Paper Title
ENHANCING LLVM’S JUST-IN-TIME COMPILATION: A GENERAL-PURPOSE, TARGET-INDEPENDENT IMPLEMENTATION OF ON-STACK REPLACEMENT (OSR)

Abstract
This paper presents a novel, general-purpose, targetindependent implementation of On-Stack Replacement (OSR) for LLVM’s Just-In-Time (JIT) compilation infrastructure. OSR is a dynamic optimization technique that allows a running program to transition seamlessly between different versions of a function, typically in virtual machines that execute dynamic languages. While LLVM’s MCJIT compiler supports advanced features like native code loading and linking, it lacks builtin OSR capabilities, a gap this paper aims to fill. I propose OSRKit, a prototype library designed to implement OSR entirely at the intermediate representation (IR) level, avoiding complex machine-code manipulation.

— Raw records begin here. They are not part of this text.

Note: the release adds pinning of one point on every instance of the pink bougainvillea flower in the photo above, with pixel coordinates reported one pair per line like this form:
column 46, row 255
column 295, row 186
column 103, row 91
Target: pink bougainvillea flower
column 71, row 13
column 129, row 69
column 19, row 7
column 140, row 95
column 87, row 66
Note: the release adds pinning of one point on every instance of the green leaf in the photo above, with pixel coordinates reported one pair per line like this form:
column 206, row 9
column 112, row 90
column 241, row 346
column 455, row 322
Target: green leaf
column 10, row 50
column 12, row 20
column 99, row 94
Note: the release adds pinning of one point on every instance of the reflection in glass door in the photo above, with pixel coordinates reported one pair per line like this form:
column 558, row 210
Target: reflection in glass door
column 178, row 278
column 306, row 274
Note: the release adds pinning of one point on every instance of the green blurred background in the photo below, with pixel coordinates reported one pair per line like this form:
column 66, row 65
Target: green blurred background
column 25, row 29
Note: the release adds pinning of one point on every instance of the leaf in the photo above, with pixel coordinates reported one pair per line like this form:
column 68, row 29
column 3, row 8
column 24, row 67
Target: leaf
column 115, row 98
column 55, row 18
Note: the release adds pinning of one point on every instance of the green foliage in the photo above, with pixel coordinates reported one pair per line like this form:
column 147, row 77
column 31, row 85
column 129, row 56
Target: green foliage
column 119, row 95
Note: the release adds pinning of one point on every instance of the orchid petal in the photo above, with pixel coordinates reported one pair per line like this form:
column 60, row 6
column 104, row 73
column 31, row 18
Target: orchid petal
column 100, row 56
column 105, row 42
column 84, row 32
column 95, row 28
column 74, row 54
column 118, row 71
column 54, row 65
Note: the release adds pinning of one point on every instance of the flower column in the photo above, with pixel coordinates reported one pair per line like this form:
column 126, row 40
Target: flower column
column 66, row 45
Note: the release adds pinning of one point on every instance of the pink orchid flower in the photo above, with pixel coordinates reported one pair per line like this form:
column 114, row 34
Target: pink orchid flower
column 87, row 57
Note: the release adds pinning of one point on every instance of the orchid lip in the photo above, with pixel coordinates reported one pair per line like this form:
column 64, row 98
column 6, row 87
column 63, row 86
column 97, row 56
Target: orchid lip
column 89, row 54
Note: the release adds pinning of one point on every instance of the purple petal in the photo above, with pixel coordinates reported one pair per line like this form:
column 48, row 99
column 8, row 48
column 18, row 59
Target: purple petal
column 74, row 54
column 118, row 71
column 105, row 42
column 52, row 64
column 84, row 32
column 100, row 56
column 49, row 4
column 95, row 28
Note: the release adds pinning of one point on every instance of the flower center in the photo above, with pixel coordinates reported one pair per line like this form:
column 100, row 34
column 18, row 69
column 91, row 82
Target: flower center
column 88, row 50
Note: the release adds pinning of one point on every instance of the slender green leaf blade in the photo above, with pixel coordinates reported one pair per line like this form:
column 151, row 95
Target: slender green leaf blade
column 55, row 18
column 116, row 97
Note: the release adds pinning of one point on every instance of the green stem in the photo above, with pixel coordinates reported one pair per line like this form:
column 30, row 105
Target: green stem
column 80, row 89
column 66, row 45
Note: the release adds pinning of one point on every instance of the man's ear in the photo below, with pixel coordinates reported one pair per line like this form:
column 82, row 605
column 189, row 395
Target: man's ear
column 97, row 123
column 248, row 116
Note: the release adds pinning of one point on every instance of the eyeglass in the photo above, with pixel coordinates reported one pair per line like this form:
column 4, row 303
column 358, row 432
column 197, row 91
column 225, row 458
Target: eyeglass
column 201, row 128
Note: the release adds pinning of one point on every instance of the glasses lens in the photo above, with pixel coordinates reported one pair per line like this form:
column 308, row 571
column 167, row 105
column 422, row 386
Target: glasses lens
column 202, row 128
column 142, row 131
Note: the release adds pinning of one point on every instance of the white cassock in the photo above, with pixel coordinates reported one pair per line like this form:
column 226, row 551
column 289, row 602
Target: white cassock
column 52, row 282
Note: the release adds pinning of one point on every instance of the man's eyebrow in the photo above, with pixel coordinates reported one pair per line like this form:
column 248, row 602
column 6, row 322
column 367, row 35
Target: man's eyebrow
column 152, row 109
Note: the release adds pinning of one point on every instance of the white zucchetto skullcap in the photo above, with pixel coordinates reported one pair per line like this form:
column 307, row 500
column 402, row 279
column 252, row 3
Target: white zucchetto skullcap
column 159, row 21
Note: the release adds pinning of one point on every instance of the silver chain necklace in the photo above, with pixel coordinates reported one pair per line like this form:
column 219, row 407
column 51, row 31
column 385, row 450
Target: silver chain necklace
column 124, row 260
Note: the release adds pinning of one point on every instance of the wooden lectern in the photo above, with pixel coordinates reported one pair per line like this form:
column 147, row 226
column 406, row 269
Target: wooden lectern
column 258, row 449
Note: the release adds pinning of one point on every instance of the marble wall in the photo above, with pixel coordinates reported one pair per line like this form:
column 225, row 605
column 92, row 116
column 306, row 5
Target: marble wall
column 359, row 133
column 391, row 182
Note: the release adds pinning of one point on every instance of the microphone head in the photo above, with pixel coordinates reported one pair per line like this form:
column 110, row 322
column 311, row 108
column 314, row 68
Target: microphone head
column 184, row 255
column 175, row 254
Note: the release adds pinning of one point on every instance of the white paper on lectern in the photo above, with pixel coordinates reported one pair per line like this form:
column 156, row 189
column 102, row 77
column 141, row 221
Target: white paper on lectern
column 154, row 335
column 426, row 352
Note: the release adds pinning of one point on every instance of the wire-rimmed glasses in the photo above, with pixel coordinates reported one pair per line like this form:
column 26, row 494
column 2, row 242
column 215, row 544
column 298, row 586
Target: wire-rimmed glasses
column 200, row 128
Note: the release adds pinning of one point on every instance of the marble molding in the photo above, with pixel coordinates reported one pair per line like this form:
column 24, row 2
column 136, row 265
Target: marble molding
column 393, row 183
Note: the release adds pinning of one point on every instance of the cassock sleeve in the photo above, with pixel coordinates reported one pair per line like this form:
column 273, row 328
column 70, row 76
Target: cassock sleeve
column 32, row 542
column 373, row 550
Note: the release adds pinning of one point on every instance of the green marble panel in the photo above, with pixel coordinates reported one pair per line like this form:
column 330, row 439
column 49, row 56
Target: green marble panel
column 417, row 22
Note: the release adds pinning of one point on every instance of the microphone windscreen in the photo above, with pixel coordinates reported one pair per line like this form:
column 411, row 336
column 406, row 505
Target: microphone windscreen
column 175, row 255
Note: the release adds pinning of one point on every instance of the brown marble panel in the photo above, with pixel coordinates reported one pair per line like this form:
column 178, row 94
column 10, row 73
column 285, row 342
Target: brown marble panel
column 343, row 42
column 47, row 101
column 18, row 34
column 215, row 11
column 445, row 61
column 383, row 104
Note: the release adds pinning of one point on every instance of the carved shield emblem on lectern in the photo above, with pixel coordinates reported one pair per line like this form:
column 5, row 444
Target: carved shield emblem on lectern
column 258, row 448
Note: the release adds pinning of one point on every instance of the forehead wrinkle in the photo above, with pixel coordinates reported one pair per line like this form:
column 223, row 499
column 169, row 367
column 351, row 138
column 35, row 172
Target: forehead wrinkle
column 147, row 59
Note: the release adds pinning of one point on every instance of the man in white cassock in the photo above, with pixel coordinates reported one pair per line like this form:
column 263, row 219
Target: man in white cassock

This approach enhances platform independence and enables dynamic optimizations such as deoptimization and runtime-based profiling. My solution supports transitions between optimized and deoptimized function variants at arbitrary points in the execution, providing flexibility and improved performance. I demonstrate the efficacy of OSRKit through a case study on MATLAB’s feval construct, showing how OSR-enabled specialization leads to significant performance gains. Furthermore, my approach incurs minimal intrusiveness, allowing for efficient native code generation via LLVM’s optimization pipeline. An experimental evaluation validates the effectiveness of OSRKit in terms of performance and its low impact on code quality. This work opens up new possibilities for dynamic runtime optimizations and highlights the potential of OSR for variome JIT-compiled languages, including Python, Ruby, and Julia.